A city that has hosted several Olympic Games, has the tennis at Wimbledon and many big events at Wembley Stadium, London is also home to one of the most important marathons in the world.

The race starts in Greenwich Park and after going through Charlton Park and Barrack Field turns north as runners approach the Thames River. The course then goes west, with the river to the right of the runners. The race crosses the river as runners go over the iconic Tower Bridge. On the north side of the river the course turns east. The course goes through the Canary Wharf area before a turn back to the west. Runners will go past St Pauls Cathedral and The Houses of Parliament and just before the finish line will go by Buckingham Palace.

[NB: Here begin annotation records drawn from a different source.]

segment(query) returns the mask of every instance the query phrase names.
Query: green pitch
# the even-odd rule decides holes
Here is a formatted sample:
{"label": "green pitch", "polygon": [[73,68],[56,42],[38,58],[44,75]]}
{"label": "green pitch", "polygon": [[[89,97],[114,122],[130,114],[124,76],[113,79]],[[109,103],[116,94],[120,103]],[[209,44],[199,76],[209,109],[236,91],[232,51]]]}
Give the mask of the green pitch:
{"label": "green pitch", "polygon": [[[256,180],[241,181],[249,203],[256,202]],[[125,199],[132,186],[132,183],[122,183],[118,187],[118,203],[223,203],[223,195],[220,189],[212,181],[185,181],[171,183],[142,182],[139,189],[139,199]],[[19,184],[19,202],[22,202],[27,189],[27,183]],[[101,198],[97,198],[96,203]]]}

The race finishes at The Mall and as well as the runner's time being recorded they are given a medal for completing the race and also a finisher's t-shirt and some refreshments. Along the course there are many drink stations serving water to runners while others have energy drinks.

A flat course can help runners record low times but as there can be over 30,000 runners in the race it can get crowded for all but those who start at the front of the field.

Emmanuel Mutai, from Kenya, has the fastest time for the London Marathon as he won the 2011 race in 2 hours, 4 minutes and 40 seconds. Other winners include Martin Lel, Dionicio Ceron and Abdelkader El Mouaziz. Paula Radcliffe won the women's event in 2003 with a time of 2 hours, 15 minutes and 25 seconds.

Among the slower runners, sometimes in costumes, are those with a goal for raising money and not for finishing with a fast time. The London Marathon income, after expenses, goes to the London Marathon Charitable Trust.

London doesn't get very hot, especially in late April when the London Marathon is on, so runners can expect a temperature range from 6 degrees Celsius to 14 degrees Celsius. London is at its driest during that part of the year but there is still a one in three chance of some rain during the days of April.

International runners will fly into London Heathrow Airport or one of the other major airports in the area. To get to the start line, there are several options to take with buses, taxis and the London Underground.

Along with the tourist attractions that are next to the marathon course, other places to visit in London include the London Eye, Madame Tussauds, Natural History Museum and Tower of London.